Saturday, April 27, 2024

About horses


The recent incident that saw horses from the Household Cavalry running loose in the streets of central London is surely open to all sorts of interpretations: musing on the place of such ceremony in a modern army; questions of the relationship between humans and animals; hints towards the Book of Revelation.

But Simon Duke of Chronicle Live wasn’t going to follow the herd, was he? Faced with these weird, almost dreamlike images, at once beautiful and terrifying, surreal in the true sense of the world, Simon knew instinctively that what his readers would want to know was how Ben Shephard and his colleagues were covering the story on ITV’s This Morning. No analysis, no context, no insight, none of that poncey stuff. Just the fact that Cat Deeley said “Wow”.

Inevitably we can paint this in Baudrillardian terms, where the reality (terrified, blood-streaked horses weaving between bemused Londoners) is eradicated by the image (Vanessa Feltz’s reaction); or just see it as the death of useful journalism, where one set of media hacks cannibalise the responses of another set, the whole circus consuming itself like a massive digital ouroboros. And, to be honest, I’m just catching scraps from the table as well, aren’t I?

PS: Another urban tale that surely symbolises something even if we can’t agree what: the sails fall off the Moulin Rouge.

Thursday, April 25, 2024

About Yoko Ono


 And Ms Ono also appears, in a roundabout way, to have invented the simulacrum before Baudrillard did.

(Both images stolen from Andy Miller on BlueSky)

Sunday, April 07, 2024

About pretension

When my Radiohead book was published, there were a few rumbles that bringing the likes of Baudrillard into the conversation were a bit – perish the thought – pretentious. I’ve never been particularly stung by such a label (standing proudly alongside Ian Penman on the subject) but I was amused when I recently revisited my old copy of Will Pop Eat Itself? by Jeremy J. Beadle (no, not that one) and noticed that by the second page he was comparing This is the Day... This is the Hour... This is This! by grebo titans PWEI to The Waste Land. And now I wonder whether the modest sales of my book were down to it not being pretentious enough.

Monday, April 01, 2024

About AI

In the New York Times, the neuroscientist Eric Hoel argues that the increased use of artificial intelligence is forcing any notion of intellectual or aesthetic quality into a death spiral, prompted as much as anything by human laziness. For example he refers to researchers at a conference on AI using AI to conduct peer reviews on AI-related papers, taking any human critical intervention out of the equation.
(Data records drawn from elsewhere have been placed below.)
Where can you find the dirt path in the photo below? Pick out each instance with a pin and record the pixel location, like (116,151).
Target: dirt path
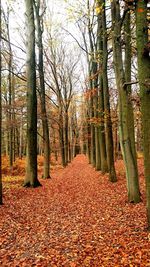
(78,218)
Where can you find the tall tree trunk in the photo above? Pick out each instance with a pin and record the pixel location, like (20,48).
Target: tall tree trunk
(125,140)
(66,128)
(61,137)
(1,198)
(31,165)
(143,52)
(42,93)
(107,115)
(10,89)
(102,140)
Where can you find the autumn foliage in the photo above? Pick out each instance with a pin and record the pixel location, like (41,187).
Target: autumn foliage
(77,218)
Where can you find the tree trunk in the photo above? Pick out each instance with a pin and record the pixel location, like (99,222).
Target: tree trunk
(1,198)
(107,115)
(102,140)
(144,80)
(31,164)
(125,140)
(46,141)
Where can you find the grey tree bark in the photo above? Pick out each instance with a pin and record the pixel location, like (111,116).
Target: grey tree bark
(31,179)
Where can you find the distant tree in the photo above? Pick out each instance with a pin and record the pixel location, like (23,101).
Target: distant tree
(1,200)
(125,108)
(31,179)
(46,142)
(143,54)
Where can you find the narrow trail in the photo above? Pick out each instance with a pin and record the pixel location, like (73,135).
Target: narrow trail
(78,218)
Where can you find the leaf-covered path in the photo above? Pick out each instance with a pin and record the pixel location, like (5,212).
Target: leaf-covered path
(78,218)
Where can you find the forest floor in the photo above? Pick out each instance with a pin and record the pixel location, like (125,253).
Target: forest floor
(76,219)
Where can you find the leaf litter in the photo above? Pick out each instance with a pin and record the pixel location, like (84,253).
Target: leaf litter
(77,218)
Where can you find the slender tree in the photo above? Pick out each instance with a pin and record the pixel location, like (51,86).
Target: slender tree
(1,200)
(46,142)
(125,137)
(107,114)
(31,165)
(143,53)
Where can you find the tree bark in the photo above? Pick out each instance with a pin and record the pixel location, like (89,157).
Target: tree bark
(125,140)
(1,191)
(46,141)
(107,115)
(144,81)
(31,161)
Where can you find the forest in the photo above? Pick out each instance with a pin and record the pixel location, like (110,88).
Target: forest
(75,133)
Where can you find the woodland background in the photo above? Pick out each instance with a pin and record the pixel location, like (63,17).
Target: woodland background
(75,79)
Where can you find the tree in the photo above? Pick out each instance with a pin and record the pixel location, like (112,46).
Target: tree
(46,141)
(143,54)
(31,167)
(124,108)
(107,113)
(1,200)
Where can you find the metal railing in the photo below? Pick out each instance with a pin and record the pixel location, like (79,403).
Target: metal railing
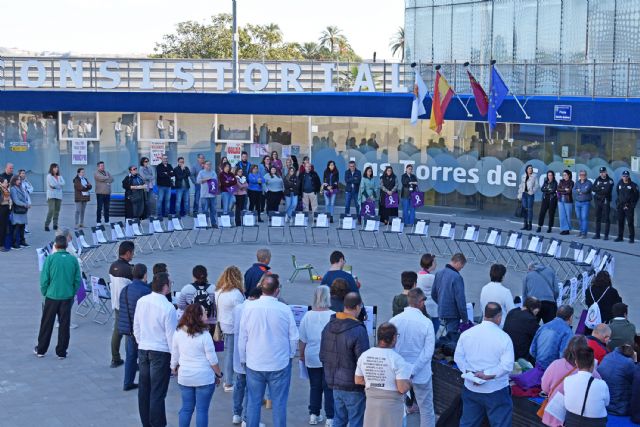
(592,79)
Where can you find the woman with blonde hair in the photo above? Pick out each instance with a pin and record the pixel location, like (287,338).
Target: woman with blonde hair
(229,293)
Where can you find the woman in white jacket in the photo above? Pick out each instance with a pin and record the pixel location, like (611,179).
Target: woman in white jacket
(526,193)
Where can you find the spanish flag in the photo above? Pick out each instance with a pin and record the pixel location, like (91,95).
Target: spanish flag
(442,94)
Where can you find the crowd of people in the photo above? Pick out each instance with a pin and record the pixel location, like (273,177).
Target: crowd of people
(238,332)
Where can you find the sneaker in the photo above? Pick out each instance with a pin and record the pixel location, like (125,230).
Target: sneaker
(315,419)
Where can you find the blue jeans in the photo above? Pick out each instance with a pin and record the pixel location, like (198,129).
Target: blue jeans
(564,212)
(348,196)
(130,361)
(227,198)
(278,382)
(291,202)
(198,398)
(349,408)
(582,212)
(164,200)
(152,386)
(408,212)
(497,406)
(329,202)
(240,396)
(527,203)
(317,387)
(182,194)
(196,200)
(208,206)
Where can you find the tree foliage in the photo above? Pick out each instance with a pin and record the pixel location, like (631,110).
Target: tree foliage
(212,40)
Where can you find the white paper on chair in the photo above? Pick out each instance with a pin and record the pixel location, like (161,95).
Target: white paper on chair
(202,220)
(157,227)
(347,223)
(469,232)
(493,237)
(322,220)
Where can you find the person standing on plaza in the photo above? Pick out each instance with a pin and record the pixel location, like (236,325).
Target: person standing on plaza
(267,343)
(416,343)
(369,190)
(549,201)
(240,194)
(330,179)
(311,326)
(195,170)
(128,299)
(485,355)
(344,340)
(309,188)
(207,198)
(164,177)
(154,324)
(55,182)
(81,188)
(229,293)
(195,363)
(120,275)
(103,181)
(182,174)
(541,282)
(274,188)
(147,174)
(628,195)
(388,187)
(526,194)
(448,293)
(565,201)
(583,194)
(60,280)
(409,185)
(352,179)
(291,192)
(602,191)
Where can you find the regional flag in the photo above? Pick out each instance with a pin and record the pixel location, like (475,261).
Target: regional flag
(498,92)
(442,94)
(482,102)
(420,92)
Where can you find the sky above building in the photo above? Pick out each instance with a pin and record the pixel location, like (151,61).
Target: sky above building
(133,27)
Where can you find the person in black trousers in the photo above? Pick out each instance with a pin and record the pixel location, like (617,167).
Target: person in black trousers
(549,201)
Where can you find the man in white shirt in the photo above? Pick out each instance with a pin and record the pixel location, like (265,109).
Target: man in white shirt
(154,323)
(495,291)
(416,342)
(485,356)
(267,342)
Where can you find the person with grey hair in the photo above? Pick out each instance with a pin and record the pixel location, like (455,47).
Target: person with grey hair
(541,282)
(583,190)
(310,329)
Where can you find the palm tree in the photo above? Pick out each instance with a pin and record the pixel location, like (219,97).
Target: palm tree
(330,37)
(397,42)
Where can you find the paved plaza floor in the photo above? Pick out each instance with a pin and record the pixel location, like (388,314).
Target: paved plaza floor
(84,391)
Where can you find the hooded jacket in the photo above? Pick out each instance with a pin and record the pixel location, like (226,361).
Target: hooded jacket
(344,339)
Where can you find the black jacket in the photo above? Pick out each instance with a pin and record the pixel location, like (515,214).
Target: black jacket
(314,178)
(521,326)
(182,175)
(163,175)
(343,341)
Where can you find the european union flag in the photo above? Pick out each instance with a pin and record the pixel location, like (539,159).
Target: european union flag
(497,94)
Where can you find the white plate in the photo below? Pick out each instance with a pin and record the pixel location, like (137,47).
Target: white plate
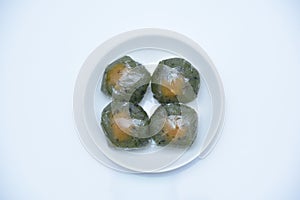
(147,46)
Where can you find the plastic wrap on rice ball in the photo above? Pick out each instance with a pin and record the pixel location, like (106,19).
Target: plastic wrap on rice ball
(125,80)
(125,124)
(175,80)
(174,124)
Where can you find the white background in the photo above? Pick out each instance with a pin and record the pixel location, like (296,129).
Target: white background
(255,46)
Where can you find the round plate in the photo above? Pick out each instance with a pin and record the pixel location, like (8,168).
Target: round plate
(147,46)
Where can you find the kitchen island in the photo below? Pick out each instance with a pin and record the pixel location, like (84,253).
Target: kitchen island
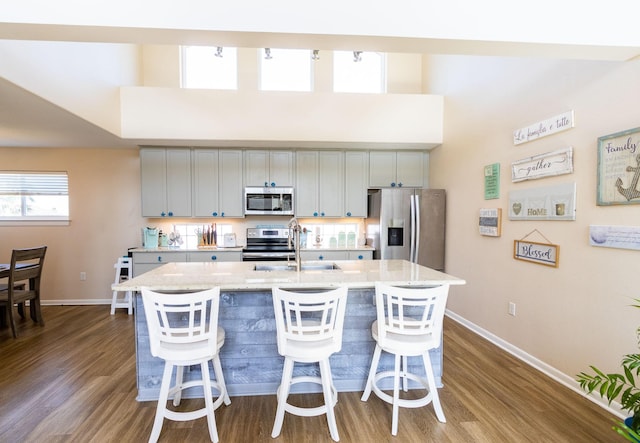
(250,359)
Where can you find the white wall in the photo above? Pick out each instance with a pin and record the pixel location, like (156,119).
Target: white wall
(574,315)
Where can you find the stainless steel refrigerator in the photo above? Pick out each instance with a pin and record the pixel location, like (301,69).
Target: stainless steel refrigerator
(407,224)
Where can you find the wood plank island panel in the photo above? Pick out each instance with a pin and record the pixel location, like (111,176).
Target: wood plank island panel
(250,359)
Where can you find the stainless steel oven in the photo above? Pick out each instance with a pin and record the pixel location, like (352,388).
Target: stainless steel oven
(268,244)
(268,201)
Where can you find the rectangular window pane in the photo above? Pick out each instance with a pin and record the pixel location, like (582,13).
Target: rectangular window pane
(209,67)
(286,70)
(34,196)
(368,75)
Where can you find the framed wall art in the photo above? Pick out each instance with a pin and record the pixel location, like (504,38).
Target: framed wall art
(619,168)
(543,165)
(557,202)
(490,222)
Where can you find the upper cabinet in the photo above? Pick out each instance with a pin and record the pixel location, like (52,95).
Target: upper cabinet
(390,169)
(320,184)
(165,182)
(217,183)
(356,164)
(269,168)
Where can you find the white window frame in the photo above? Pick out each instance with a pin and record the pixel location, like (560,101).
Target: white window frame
(285,72)
(359,70)
(207,60)
(34,183)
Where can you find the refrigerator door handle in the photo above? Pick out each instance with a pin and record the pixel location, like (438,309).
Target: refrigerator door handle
(412,254)
(417,227)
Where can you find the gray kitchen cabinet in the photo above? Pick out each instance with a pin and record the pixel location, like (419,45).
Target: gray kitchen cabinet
(165,182)
(320,184)
(217,183)
(215,256)
(390,169)
(359,255)
(269,168)
(356,183)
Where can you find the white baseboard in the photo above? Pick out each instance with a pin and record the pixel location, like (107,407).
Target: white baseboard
(83,302)
(541,366)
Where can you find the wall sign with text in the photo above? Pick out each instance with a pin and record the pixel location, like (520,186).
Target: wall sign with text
(544,128)
(543,165)
(556,202)
(490,222)
(541,253)
(619,168)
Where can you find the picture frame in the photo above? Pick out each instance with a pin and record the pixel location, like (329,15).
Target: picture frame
(619,168)
(546,254)
(490,222)
(543,165)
Which is a problem, because one thing AI is very bad at detecting is bullshit, which is ultimately what peer review is for.

Of course, most of us don’t hang around at AI conferences, but Hoel suggests that the process is far more prevalent than that, eroding the fabric of culture itself, to the detriment even of people who reach for their weapons when they hear the word:

Isn’t it possible that human culture contains within it cognitive micronutrients — things like cohesive sentences, narrations and character continuity — that developing brains need? 
In other words, the processes by which people engage with all the gubbins of society is as significant as the content itself, and that’s what AI is stripping away. But it’s not as if the purveyors of AI are doing this deliberately, is it? They’re not consciously proposing policies that will make humanity that bit more stupid are they oh wait hang on...


PS: And even if you’re not that bothered about AI destroying the canon of Western literature, you might want to know what it’s doing to your fridge

PPS: And, following on from Musk’s tweet, I think this is supposed to be an April Fool’s gag but these days, who knows?